Editor's. Note: This material was prepared for the Sept 29th Report on Pay Equity. The material on faculty responds to De Robertis' letter.
The salary statistics presented here are drawn from research by Georges Monette, who has acted as a neutral party in helping guide the negotiations. The figures refer to pay in the 1993-94 academic year. Conducting the same analysis for this academic year would involve the same salaries (thanks to the Social Contract) but could be substantially affected by newly-hired librarians and faculty and by retirements.
In any effort to remedy gender inequity in pay, generational issues are critically important. Raising the pay of people who are close to retirement has only a short-term salary cost, while substantially raising their pension entitlements. Also it is likely that gender differences in pay have varied over time, so that particular cohorts of employees are better and worse off
Analysis by Georges Monette shows that there is a "curvilinear" relationship between librarians' and faculty pay, such that librarians who have been employed for less than 10 years and librarians with very long service are worse off. Librarians in the middle - with roughly 10 to 35 years of service - earn an average of about 85 percent of faculty members with the same number of years of service. Shorter and longer serving librarians average between about 72 and 80 percent of faculty pay, again assuming equivalent years of service.
What cannot be estimated from the presently-available computer data files is the extent to which librarians with unusually strong qualifications, such as an MA in a substantive area as well as a Master's-level library degree, receive more pay as a result (remember, obtaining an additional degree has the cost of delaying the beginning of one's employment).
Negotiations have focused on three issues: "straightening the line" (a reference to a regression line) in order to place short-, medium-, and long- service librarians in the same position, relative to faculty; on increasing the overall average pay of librarians relative to faculty; and on compensation for additional relevant qualifications.
Gender itself $1,270 Years full-time university teaching 6,665 Rank 2,745 Department 584 Being hired as an associate professor 198 Being hired as a full professor 867 Unusually quick promotion to full professor 422 Having held high administrative positions 95 Three unusual salaries ("outliers") 18 Total $12,865
For example, the "cost" to women of their being more likely to teach in lower paying departments, accounting for all other factors, is $584. At issue is whether the $584 reflects market differentials or discrimination. In the language of the Pay Equity Act, the question is which factors are "gender neutral" and which are not.
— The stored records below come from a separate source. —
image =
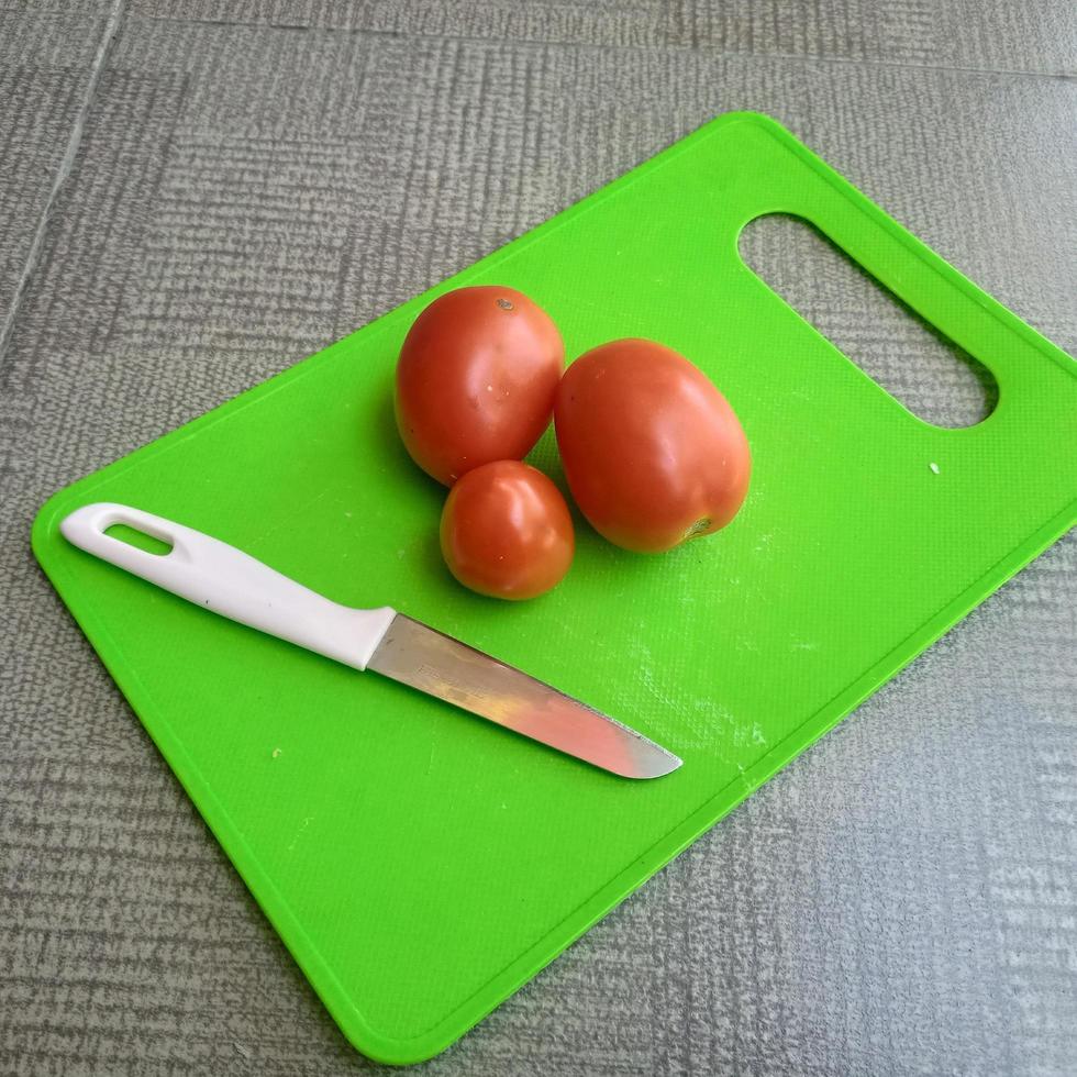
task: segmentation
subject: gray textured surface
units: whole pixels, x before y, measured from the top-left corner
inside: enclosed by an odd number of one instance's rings
[[[48,493],[732,108],[1073,351],[1075,56],[1065,0],[0,0],[0,1072],[370,1068],[35,568]],[[780,290],[975,419],[782,227]],[[429,1070],[1073,1073],[1075,640],[1070,535]]]

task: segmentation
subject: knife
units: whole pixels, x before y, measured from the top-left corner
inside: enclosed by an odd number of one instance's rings
[[[148,553],[108,531],[132,528],[167,544]],[[124,504],[66,517],[68,542],[221,617],[373,669],[533,741],[625,778],[657,778],[681,760],[628,725],[459,640],[397,613],[340,606],[218,538]]]

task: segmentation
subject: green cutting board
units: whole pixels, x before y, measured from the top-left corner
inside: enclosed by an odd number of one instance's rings
[[[985,364],[992,414],[913,417],[741,260],[815,224]],[[393,365],[460,285],[519,288],[569,356],[645,336],[741,415],[726,531],[647,557],[585,524],[520,604],[456,585],[444,490],[408,459]],[[559,476],[552,440],[541,466]],[[931,465],[934,464],[933,468]],[[444,1048],[1077,520],[1077,364],[773,121],[724,115],[352,336],[57,493],[36,555],[359,1051]],[[125,502],[352,606],[391,604],[680,755],[630,781],[241,628],[68,546]]]

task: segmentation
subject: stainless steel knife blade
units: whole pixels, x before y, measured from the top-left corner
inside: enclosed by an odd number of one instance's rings
[[[681,764],[628,725],[402,613],[367,668],[626,778],[658,778]]]
[[[113,537],[115,524],[165,543],[152,554]],[[226,617],[473,714],[626,778],[657,778],[680,759],[570,696],[459,640],[397,613],[341,606],[210,535],[131,506],[97,502],[65,517],[68,542]]]

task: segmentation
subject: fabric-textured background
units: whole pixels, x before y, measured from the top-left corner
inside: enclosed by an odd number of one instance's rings
[[[1067,0],[0,0],[0,1072],[368,1072],[37,570],[36,508],[696,127],[769,112],[1077,346]],[[933,421],[984,390],[796,226],[745,254]],[[1077,1058],[1070,535],[438,1075]]]

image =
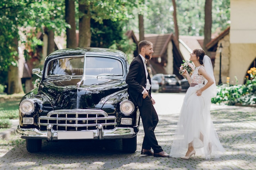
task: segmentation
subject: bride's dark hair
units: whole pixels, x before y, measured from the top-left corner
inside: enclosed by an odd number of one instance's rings
[[[195,49],[193,51],[193,53],[195,54],[195,56],[199,57],[198,61],[200,64],[203,65],[203,59],[205,55],[204,51],[201,49]]]

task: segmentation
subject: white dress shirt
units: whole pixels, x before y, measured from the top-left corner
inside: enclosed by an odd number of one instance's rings
[[[146,73],[146,78],[147,79],[147,84],[146,84],[146,89],[144,89],[143,91],[142,92],[142,93],[141,93],[143,94],[144,93],[144,92],[146,90],[148,90],[148,91],[149,90],[151,85],[151,84],[150,84],[150,83],[149,83],[149,80],[148,79],[148,71],[147,70],[147,66],[146,64],[146,62],[145,62],[145,61],[146,61],[146,59],[140,54],[139,54],[139,56],[141,58],[141,59],[142,59],[142,61],[143,61],[143,63],[144,64],[145,73]]]

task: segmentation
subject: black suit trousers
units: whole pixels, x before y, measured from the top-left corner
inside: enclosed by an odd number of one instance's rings
[[[143,99],[142,105],[138,107],[143,124],[145,135],[142,143],[142,148],[154,150],[155,153],[163,151],[158,145],[154,131],[158,123],[158,116],[151,100],[148,97]]]

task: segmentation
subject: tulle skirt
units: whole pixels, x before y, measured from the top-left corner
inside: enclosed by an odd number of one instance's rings
[[[211,98],[207,91],[198,96],[197,91],[203,84],[188,89],[182,107],[171,150],[170,156],[185,156],[192,142],[197,157],[218,158],[225,152],[211,118]]]

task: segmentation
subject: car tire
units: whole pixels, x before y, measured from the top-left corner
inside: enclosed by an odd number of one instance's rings
[[[123,139],[123,151],[134,153],[137,150],[137,136],[131,138]]]
[[[30,152],[36,152],[41,150],[42,139],[26,139],[27,150]]]

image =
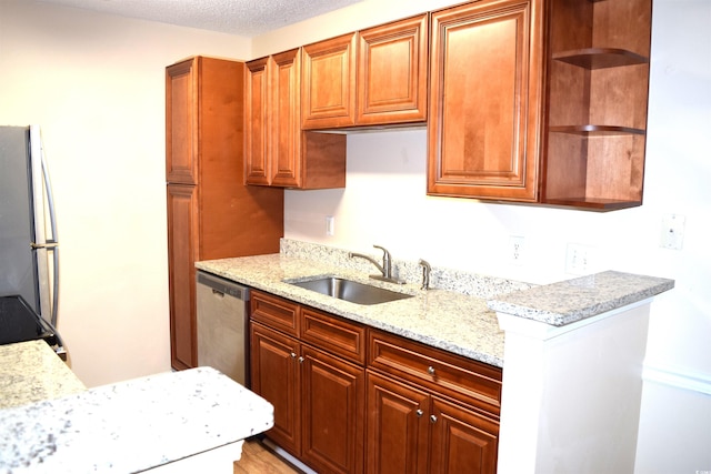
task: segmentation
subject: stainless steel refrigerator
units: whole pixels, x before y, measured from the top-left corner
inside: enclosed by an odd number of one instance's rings
[[[40,129],[0,127],[0,344],[37,339],[60,356],[59,248]]]

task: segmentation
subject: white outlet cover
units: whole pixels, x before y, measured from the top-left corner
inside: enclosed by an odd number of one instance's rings
[[[514,265],[522,265],[525,256],[525,239],[520,235],[509,238],[509,261]]]
[[[595,248],[569,243],[565,252],[565,273],[585,275],[594,272]]]
[[[684,226],[687,219],[679,214],[662,216],[662,228],[659,246],[662,249],[681,250],[684,243]]]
There is general agreement that rank is not gender neutral because one cannot assume that the procedures for promotion from associate to full professor are unbiased.
The results of this (and any) regression analysis are potentially biased by the exclusion from the model of factors which influence pay, either because the factor has not been measured or because of a decision not to include it in the model.
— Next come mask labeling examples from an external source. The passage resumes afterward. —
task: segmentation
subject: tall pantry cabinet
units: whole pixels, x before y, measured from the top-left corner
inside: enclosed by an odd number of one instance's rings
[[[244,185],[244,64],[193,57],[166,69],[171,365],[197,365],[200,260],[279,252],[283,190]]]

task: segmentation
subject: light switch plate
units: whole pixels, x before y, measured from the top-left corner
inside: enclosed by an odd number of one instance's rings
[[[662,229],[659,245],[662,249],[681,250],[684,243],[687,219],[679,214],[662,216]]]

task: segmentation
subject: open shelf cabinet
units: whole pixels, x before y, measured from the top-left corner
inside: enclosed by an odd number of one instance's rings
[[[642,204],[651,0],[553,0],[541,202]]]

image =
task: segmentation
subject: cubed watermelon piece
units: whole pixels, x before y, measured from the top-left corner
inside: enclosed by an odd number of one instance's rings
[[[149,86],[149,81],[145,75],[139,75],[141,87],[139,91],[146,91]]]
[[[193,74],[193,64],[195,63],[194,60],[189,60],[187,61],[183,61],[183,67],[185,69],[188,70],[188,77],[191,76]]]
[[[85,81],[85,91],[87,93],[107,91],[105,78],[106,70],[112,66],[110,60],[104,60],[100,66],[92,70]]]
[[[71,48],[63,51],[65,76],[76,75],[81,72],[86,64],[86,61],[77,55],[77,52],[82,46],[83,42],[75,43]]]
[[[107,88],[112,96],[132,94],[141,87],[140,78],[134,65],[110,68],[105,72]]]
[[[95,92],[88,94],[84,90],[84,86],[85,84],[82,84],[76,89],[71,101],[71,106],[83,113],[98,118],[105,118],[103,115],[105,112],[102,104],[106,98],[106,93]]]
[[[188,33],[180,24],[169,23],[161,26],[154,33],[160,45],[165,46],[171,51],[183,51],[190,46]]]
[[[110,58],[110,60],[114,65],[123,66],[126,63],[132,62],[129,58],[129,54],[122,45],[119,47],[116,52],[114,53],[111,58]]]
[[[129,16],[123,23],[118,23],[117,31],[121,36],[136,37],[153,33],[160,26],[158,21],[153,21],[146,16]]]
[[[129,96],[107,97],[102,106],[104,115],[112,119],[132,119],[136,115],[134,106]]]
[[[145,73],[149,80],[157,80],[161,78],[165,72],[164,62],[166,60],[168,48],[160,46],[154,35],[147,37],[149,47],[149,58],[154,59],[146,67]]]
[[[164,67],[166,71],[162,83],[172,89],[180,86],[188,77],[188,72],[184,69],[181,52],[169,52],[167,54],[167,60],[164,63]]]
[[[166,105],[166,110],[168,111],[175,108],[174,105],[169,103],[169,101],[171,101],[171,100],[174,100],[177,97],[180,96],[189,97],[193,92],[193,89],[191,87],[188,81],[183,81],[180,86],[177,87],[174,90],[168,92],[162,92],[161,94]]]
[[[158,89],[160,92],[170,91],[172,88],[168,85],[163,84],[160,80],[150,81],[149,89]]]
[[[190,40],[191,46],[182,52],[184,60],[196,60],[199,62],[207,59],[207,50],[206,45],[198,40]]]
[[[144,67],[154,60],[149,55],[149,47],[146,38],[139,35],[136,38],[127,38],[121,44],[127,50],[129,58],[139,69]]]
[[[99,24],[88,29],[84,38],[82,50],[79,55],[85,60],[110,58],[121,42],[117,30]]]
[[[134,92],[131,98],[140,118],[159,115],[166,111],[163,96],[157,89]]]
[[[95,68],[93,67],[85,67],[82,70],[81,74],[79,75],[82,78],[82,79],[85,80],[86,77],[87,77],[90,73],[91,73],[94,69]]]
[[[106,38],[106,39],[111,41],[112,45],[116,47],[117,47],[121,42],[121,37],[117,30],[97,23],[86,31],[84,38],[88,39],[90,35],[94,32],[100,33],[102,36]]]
Professor Monette notes that using years of full-time university teaching as a measure of experience "gives no weight to relevant prior experience other than full-time university teaching. Since women might have a greater tendency to come to university teaching through alternate routes, e.g. part-time teaching, it could be preferable to devise a way of giving fair credit for such experience." Other faculty who are likely to be adversely affected if pay levels only credit university teaching experience are those faculty who begin teaching after a career in high school teaching, a profession, or artistic performance. No measures of prior experience other than university teaching are available in the computerized database; nor is it certain that scanning the personnel records would provide such information. To compensate such experience fairly, a means for individual faculty (both female and male) to claim such credit is required. A complicating factor is that some faculty members were able to bargain effectively (usually with their deans) for higher initial pay on the basis of their non-university experience, while others were not.
In any settlement it is critical to recognize that the difference in the pay of women and men is much greater for older faculty members.
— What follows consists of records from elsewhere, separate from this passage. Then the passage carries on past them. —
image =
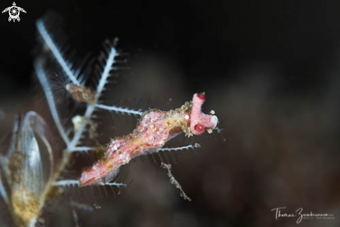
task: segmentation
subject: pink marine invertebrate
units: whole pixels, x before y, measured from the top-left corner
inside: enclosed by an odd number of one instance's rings
[[[204,129],[211,132],[218,120],[216,116],[202,113],[204,102],[204,93],[195,94],[193,101],[181,108],[169,111],[152,109],[144,113],[131,134],[112,140],[104,157],[83,171],[80,185],[111,181],[122,165],[137,156],[159,151],[182,132],[188,136],[200,135]]]

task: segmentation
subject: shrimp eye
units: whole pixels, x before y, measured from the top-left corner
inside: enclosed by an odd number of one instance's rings
[[[196,130],[199,134],[201,134],[204,130],[204,127],[202,124],[197,124],[194,127],[195,130]]]

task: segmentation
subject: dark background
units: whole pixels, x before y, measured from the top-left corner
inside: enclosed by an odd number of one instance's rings
[[[3,9],[13,3],[5,1]],[[120,48],[142,56],[137,58],[138,73],[118,86],[120,99],[151,100],[141,104],[143,109],[163,102],[169,109],[170,97],[178,107],[193,93],[206,91],[204,111],[213,109],[220,120],[220,132],[171,144],[201,144],[195,155],[175,155],[186,161],[173,166],[192,202],[179,197],[157,165],[133,162],[126,166],[133,179],[129,189],[121,196],[98,198],[102,210],[78,211],[81,225],[296,225],[293,219],[275,220],[270,210],[278,207],[335,215],[333,220],[302,221],[301,226],[340,225],[339,1],[16,3],[27,11],[20,13],[19,22],[0,15],[3,132],[9,132],[13,114],[36,101],[28,95],[36,84],[35,22],[51,9],[63,15],[69,43],[79,56],[96,56],[102,42],[115,37]],[[116,118],[116,128],[136,123]],[[115,135],[131,132],[130,126]],[[46,214],[47,226],[74,226],[65,207]]]
[[[105,38],[119,37],[123,49],[153,50],[175,59],[186,75],[186,86],[194,90],[202,89],[202,84],[232,79],[245,64],[265,61],[280,68],[276,76],[284,89],[301,91],[321,86],[324,72],[338,61],[340,3],[336,1],[71,0],[17,4],[27,11],[21,13],[22,22],[8,23],[6,13],[0,20],[0,74],[3,79],[15,81],[15,88],[19,84],[24,88],[31,81],[35,21],[50,9],[65,16],[70,42],[78,51],[96,54]],[[2,5],[5,8],[12,3]],[[6,94],[13,87],[4,84],[0,91]]]

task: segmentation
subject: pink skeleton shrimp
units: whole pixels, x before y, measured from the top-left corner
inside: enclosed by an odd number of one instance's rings
[[[203,114],[204,93],[195,94],[193,101],[169,111],[152,109],[142,116],[136,129],[127,136],[113,139],[104,156],[81,174],[80,185],[110,182],[120,167],[139,155],[159,151],[181,132],[188,136],[211,133],[218,122],[214,115]],[[214,114],[213,111],[211,114]]]

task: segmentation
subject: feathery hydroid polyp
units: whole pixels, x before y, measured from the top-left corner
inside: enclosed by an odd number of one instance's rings
[[[112,180],[122,165],[137,156],[158,152],[167,141],[182,132],[190,136],[202,134],[204,129],[213,130],[218,118],[202,113],[204,102],[204,93],[195,94],[193,101],[181,108],[169,111],[149,110],[143,114],[131,134],[111,141],[104,157],[83,171],[80,185]]]

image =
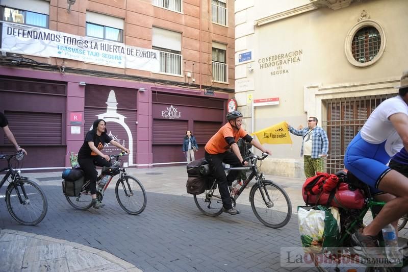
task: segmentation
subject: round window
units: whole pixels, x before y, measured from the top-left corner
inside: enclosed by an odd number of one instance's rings
[[[358,67],[375,63],[382,55],[386,45],[382,28],[375,21],[364,20],[350,30],[345,50],[349,62]]]
[[[359,30],[351,42],[351,53],[359,62],[368,62],[378,54],[381,35],[377,29],[366,27]]]

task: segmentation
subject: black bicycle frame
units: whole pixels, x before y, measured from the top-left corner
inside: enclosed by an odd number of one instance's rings
[[[259,173],[258,173],[258,169],[257,169],[256,163],[257,163],[257,161],[255,160],[254,161],[254,163],[253,163],[253,165],[251,166],[246,166],[243,167],[231,167],[225,169],[225,170],[227,171],[240,171],[243,170],[252,170],[251,174],[249,174],[249,176],[248,177],[248,178],[246,179],[246,180],[245,181],[244,181],[244,184],[242,185],[242,186],[241,186],[241,188],[239,188],[239,190],[238,190],[238,191],[234,196],[234,200],[237,200],[237,199],[238,198],[238,197],[243,191],[243,190],[246,188],[246,186],[248,186],[248,184],[253,179],[253,178],[255,176],[258,176],[259,175]],[[270,197],[269,197],[269,195],[268,194],[268,191],[266,190],[265,190],[265,186],[263,184],[262,184],[262,182],[261,181],[261,180],[262,179],[259,179],[259,178],[257,179],[257,183],[258,184],[258,186],[259,186],[260,188],[261,188],[261,186],[263,186],[264,187],[264,191],[265,191],[265,192],[266,193],[267,199],[269,201],[270,201]],[[262,190],[260,189],[259,191],[261,192],[261,195],[262,196],[262,199],[264,200],[264,201],[265,202],[265,204],[267,205],[268,202],[266,201],[266,199],[265,199],[264,192]]]
[[[7,180],[7,179],[10,177],[10,176],[11,176],[12,179],[13,180],[13,181],[15,181],[15,174],[14,173],[14,170],[13,169],[13,167],[12,167],[11,165],[10,165],[10,159],[8,159],[7,160],[7,164],[9,165],[8,167],[0,170],[0,173],[4,172],[7,170],[8,170],[8,171],[4,176],[3,179],[2,180],[2,181],[0,182],[0,188],[2,188],[4,183],[6,182],[6,181]],[[20,191],[18,189],[18,187],[17,187],[17,186],[18,184],[15,182],[13,182],[13,185],[14,188],[16,189],[16,192],[17,193],[17,196],[18,196],[18,200],[20,201],[20,203],[21,203],[21,204],[24,204],[24,202],[22,200],[22,199],[21,198],[21,195],[20,193]],[[22,191],[22,193],[24,195],[24,197],[26,197],[26,199],[27,199],[28,198],[27,194],[26,193],[26,190],[24,189],[24,186],[21,186],[21,190]]]

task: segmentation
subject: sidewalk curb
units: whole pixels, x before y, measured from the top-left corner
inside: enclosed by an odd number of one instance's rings
[[[124,269],[125,271],[128,271],[130,272],[139,272],[142,271],[136,267],[135,265],[129,263],[108,252],[99,250],[98,249],[95,249],[94,248],[91,248],[87,245],[85,245],[84,244],[81,244],[80,243],[70,242],[66,240],[56,239],[44,235],[35,234],[34,233],[30,233],[20,231],[10,230],[8,229],[0,229],[0,232],[3,232],[3,233],[8,233],[9,234],[24,236],[31,239],[37,239],[43,241],[47,241],[53,243],[69,245],[78,250],[98,255],[98,256],[103,258],[109,262],[119,265],[123,269]]]

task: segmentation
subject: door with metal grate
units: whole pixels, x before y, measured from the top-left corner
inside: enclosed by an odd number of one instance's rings
[[[335,173],[344,168],[344,154],[348,144],[375,108],[395,94],[325,101],[327,120],[323,122],[323,127],[327,132],[329,140],[329,156],[326,160],[327,172]]]

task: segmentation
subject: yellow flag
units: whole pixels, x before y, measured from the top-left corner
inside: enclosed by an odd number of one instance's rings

There is no agreement from the York administration that the gender differences revealed by the regression analysis - anywhere between $3500 and $6000 depending on one's point of view - actually exist. Furthermore, the Administration's interpretation of the Act is that even if there is gender discrimination of this magnitude, there is no mandated requirement to remove it.
The only financial offer from the Administration reflects the view that the gender differential is no more than the $1270 figure (economists use the expression "pure discrimination" to describe it) which results from holding all other factors constant. Many of the factors which are systematically removed in the regression model actually embody systemic discrimination. In the huge literature on pay differentials, there is essentially no support for the view that the figure for "pure discrimination" is anything like a reasonable assessment of the extent of gender differences.
A somewhat different approach to analyzing gender differences would look for "outliers," that is for women faculty whose pay is low compared to men. There would be a serious problem deciding which male faculty members are appropriate "comparators" for each particular woman. This procedure would identify women who are poorly paid relative to similar men in their departments, but would not help women in low pay departments.
While it appears that the gender difference between women and men in the alternate stream is much smaller than in the professional stream, detailed analysis of such gender differences has not been done.